The Navy gets a lion’s share of the money for major weapons systems, in part because ships are so much more expensive than planes or vehicles.
The budget calls for spending $5.5 billion for two Virginia-class submarines, $4.6 billion for the Gerald R. Ford-class aircraft carrier program, $4 billion for two Arleigh Burke-class Aegis destroyers, and $1.9 billion for the Columbia-class submarine program, which will eventually replace the Ohio-class ballistic submarines, a critical part of the nuclear triad. All purchases are in line with Obama’s forecast last year.

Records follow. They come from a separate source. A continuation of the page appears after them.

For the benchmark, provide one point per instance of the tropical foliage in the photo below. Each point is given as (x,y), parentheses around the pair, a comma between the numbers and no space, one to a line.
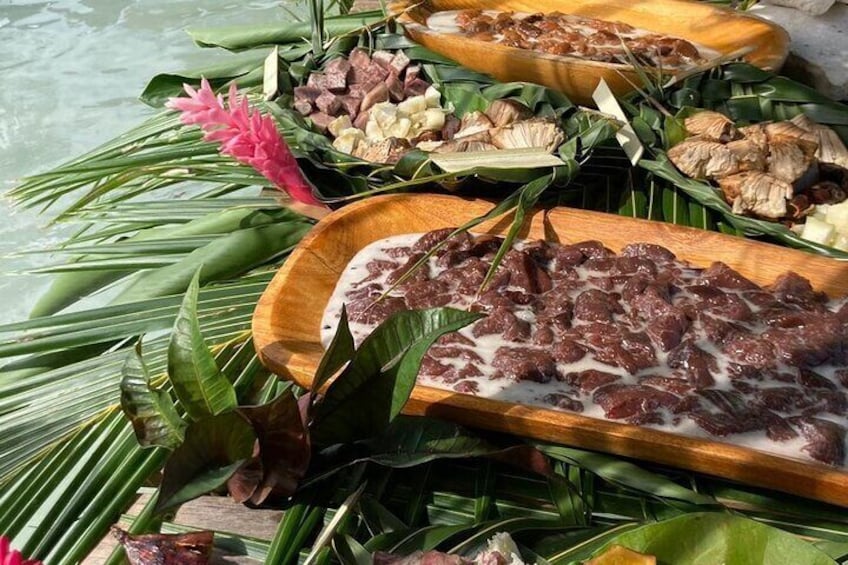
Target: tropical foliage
(91,414)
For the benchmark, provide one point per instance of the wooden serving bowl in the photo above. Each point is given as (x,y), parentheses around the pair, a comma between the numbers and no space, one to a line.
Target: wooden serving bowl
(287,321)
(723,30)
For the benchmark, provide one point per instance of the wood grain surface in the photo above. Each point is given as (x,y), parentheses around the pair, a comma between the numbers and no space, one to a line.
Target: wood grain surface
(286,327)
(721,29)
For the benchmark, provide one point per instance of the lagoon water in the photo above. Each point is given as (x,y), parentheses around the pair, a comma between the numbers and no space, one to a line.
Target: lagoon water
(71,72)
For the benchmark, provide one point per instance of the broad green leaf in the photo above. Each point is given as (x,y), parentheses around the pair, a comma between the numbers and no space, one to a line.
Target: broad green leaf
(198,382)
(214,449)
(68,288)
(238,38)
(407,442)
(167,85)
(423,539)
(350,551)
(339,352)
(576,545)
(374,387)
(527,199)
(227,257)
(712,537)
(151,412)
(622,473)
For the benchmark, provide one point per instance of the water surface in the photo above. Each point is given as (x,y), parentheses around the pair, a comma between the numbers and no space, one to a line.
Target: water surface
(71,72)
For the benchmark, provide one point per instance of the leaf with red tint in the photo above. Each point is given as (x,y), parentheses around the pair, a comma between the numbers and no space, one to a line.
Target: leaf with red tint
(166,549)
(247,478)
(284,449)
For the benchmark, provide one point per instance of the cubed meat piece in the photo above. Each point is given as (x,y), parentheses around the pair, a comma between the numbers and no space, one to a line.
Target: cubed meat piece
(350,105)
(359,57)
(631,402)
(568,351)
(523,364)
(720,275)
(696,364)
(329,103)
(792,288)
(308,93)
(650,251)
(382,58)
(504,323)
(467,387)
(563,402)
(338,71)
(321,121)
(371,73)
(595,306)
(674,385)
(632,351)
(826,439)
(304,107)
(589,380)
(318,81)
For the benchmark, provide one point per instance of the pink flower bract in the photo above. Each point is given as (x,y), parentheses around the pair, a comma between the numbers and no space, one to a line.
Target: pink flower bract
(250,137)
(8,556)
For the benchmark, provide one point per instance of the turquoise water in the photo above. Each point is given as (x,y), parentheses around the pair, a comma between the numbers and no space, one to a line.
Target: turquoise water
(71,71)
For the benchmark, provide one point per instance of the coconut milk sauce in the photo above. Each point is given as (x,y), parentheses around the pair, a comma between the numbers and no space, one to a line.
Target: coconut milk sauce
(532,393)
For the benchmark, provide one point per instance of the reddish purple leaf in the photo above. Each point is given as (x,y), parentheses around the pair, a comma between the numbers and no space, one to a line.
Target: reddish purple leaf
(166,549)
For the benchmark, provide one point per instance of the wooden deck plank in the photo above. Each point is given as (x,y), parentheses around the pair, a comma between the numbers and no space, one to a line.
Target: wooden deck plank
(217,513)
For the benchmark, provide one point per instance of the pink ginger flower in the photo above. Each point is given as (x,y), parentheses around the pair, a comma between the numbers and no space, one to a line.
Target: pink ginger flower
(250,137)
(8,556)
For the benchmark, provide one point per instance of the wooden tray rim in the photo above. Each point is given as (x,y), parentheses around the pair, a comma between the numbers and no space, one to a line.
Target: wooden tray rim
(724,460)
(402,10)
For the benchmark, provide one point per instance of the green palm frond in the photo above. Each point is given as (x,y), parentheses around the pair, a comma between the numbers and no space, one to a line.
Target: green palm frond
(70,464)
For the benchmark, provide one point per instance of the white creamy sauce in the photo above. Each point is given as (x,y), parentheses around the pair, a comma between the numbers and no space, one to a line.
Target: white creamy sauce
(533,393)
(445,22)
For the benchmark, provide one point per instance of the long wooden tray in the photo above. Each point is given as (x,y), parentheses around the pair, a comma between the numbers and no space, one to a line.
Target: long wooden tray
(763,43)
(287,322)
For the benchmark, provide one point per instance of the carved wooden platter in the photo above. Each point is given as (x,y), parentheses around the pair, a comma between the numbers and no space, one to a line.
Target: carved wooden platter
(286,327)
(765,44)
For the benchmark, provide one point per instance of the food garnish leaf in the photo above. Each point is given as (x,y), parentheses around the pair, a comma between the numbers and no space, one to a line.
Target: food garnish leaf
(374,387)
(713,537)
(339,352)
(213,450)
(151,412)
(284,447)
(198,382)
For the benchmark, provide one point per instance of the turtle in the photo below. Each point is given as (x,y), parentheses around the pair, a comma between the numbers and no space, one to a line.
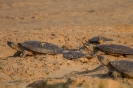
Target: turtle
(70,54)
(34,47)
(100,40)
(118,68)
(111,49)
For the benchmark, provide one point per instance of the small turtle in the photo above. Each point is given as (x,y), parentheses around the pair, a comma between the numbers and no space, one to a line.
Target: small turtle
(73,54)
(111,49)
(34,47)
(99,40)
(118,68)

“For the most part, this continues the momentum building the force as we go forward,” said John Roth, acting Pentagon comptroller, who said weapons acquisition could be accelerated once a new national defense strategy is written later this year.
“We will figure out what is the appropriate force structure in order to execute the new defense strategy when that’s done,” Roth said.
The Air Force will also begin replacing its aging aerial refueling fleet with a $3.1 billion buy of 15 KC-46 Pegasus tankers built by Boeing, and its request includes $2 billion in R&D funds for the future B-21 Raider long-range bomber, built by Northrop Grumman.
The Army’s asking for funds to buy 61 Apache attack helicopters at $1.4 billion and 48 Black Hawk helos at $1.1 billion, as well as $1.1 billion for 2,775 joint light tactical vehicles.
The Marines would get 6 new V-22 Osprey tilt-rotor aircraft at $1 billion.